The novelty is not simply “exercise lowers mortality.” The useful additions are:
First, it looks at resistance training duration, not merely frequency such as “twice per week.” The authors note that prior work often used dichotomised frequency measures and single baseline exposure, limiting dose-response inference.
Second, it uses repeated measures over time, creating cumulative averages of resistance training and aerobic activity. This is stronger than a one-off baseline questionnaire because it better approximates long-term behaviour and reduces measurement error.
Third, it explicitly separates all-cause, cardiovascular, cancer, respiratory, neurological and other mortality, showing that the dose-response curves may not be the same for different outcomes. The neurological mortality result is particularly interesting because this outcome has been less well studied for resistance training.
Fourth, it provides a detailed joint resistance-training/aerobic-activity matrix, rather than asking whether resistance training is “independent” in a simplistic way. This shows that aerobic activity appears dominant for mortality reduction, while resistance training adds benefit mainly below very high aerobic activity.
Critique
This is a strong observational study, but it should not be read as proving that exactly 90–119 minutes/week of resistance training is biologically optimal. People who do resistance training differ systematically from those who do not. In Table 1, higher resistance-training groups were leaner, smoked less, had healthier diets and did more aerobic activity. The authors adjust for these factors, but residual “healthy user” confounding is still likely.
The exposure measure is also crude. “Resistance training minutes/week” does not distinguish load, intensity, proximity to failure, muscle groups, progression, frailty-adapted training, supervised versus unsupervised training, or whether someone is doing heavy compound lifting versus light machine circuits. A minute of resistance training is not physiologically equivalent across people.
The apparent lack of added benefit above 120 min/week may be real, but it could also reflect confounding or exposure misclassification. People doing very high resistance-training volumes may include mixed groups: very healthy exercisers, people training for sport, people compensating for illness or weight concerns, or people with higher injury burden. The study cannot fully separate these.

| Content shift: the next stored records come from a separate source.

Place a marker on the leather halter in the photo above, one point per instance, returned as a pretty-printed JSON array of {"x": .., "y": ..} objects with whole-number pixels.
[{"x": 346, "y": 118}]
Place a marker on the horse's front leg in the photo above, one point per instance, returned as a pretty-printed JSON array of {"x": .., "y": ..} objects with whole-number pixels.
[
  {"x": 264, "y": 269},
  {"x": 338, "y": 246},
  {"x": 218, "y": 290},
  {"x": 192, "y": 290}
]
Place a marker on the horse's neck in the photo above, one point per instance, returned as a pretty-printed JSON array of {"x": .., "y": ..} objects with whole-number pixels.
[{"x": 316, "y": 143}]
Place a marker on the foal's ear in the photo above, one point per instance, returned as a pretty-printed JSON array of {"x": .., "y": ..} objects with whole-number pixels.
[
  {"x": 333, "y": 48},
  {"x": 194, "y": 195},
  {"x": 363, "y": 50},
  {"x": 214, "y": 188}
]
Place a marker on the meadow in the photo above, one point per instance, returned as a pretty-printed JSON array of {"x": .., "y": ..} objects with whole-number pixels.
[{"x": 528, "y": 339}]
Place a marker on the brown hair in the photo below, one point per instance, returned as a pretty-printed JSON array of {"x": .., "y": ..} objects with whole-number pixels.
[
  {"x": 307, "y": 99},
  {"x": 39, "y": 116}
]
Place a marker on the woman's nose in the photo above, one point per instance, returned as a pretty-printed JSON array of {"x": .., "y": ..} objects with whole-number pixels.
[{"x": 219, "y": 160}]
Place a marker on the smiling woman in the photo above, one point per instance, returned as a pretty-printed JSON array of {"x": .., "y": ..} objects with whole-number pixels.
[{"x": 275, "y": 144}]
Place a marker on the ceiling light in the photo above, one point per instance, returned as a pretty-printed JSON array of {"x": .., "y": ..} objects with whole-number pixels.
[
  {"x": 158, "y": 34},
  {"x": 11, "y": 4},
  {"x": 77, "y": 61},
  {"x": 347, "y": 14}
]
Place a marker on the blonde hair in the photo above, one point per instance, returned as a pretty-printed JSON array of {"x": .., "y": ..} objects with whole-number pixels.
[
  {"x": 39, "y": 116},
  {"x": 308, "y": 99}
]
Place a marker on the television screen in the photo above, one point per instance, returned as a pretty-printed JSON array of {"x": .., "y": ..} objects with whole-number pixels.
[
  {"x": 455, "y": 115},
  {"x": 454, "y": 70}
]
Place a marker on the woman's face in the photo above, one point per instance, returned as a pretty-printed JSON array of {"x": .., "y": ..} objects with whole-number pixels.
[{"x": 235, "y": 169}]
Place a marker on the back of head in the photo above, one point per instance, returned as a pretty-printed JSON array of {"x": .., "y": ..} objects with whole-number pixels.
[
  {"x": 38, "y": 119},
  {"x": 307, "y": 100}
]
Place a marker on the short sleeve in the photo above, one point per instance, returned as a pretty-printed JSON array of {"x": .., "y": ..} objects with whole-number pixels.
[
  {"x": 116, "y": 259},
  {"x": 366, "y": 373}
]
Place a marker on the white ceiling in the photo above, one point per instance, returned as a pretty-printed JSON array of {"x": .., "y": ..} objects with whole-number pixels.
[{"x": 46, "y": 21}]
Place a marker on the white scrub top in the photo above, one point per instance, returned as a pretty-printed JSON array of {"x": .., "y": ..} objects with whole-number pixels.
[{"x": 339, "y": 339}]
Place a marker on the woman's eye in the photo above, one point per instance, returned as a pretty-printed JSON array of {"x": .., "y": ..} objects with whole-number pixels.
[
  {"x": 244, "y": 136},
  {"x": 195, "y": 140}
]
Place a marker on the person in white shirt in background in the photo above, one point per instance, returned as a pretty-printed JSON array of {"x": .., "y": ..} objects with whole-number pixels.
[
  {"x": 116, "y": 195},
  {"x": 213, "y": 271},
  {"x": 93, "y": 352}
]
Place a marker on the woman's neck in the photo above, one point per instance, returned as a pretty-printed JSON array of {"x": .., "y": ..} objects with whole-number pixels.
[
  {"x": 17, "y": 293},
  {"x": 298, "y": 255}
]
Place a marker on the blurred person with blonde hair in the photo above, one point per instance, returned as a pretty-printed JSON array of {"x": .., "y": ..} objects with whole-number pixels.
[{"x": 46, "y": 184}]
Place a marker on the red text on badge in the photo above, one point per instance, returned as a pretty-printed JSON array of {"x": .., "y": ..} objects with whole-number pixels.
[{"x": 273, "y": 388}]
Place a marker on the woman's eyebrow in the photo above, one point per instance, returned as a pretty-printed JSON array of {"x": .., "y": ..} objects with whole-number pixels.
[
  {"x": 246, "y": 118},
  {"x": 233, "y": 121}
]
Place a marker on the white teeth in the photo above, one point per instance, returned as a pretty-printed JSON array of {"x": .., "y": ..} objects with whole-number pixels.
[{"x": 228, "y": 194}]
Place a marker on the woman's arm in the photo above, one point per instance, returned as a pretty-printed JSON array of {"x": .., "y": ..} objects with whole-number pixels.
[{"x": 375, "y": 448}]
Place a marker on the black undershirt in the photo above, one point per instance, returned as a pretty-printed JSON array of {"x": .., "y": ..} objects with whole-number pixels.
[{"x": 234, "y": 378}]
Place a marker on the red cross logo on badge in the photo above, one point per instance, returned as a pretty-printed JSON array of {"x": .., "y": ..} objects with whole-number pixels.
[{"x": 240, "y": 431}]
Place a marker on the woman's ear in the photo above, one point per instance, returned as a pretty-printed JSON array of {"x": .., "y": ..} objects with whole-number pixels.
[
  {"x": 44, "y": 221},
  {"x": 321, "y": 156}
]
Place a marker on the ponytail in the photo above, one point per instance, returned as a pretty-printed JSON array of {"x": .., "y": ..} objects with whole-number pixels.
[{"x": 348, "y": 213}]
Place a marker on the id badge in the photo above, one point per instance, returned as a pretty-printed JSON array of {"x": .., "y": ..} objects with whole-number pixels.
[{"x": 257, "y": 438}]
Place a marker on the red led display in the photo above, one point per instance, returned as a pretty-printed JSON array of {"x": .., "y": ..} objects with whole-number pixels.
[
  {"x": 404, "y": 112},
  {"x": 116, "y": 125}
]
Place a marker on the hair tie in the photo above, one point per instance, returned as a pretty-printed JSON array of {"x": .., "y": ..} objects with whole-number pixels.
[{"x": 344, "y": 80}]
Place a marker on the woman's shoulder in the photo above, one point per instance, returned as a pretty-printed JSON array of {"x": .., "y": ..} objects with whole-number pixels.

The cancer finding is the most puzzling. The lower cancer mortality only at 1–59 min/week, not at higher levels, could suggest a genuine J-shaped relationship, but it may also be chance, residual confounding, cancer-site heterogeneity, or survivorship effects. The authors mention possible mechanisms such as IGF-1, but the paper does not directly measure mediators, so mechanistic interpretation should be cautious.
Generalisation is limited. The cohorts are mostly health professionals, predominantly white, and generally health-literate. The authors themselves acknowledge that the cohorts were established before diversity was a major recruitment consideration.
Bottom line
The paper supports the practical view that doing some resistance training is associated with lower mortality, with a plausible useful range around 1–2 hours/week, and that combining it with aerobic activity is better than doing neither. However, the strongest mortality signal remains aerobic activity, and the paper should not be interpreted as showing that more than 120 minutes/week of resistance training is harmful or useless. It shows a plateau in observational mortality associations, not a definitive biological ceiling.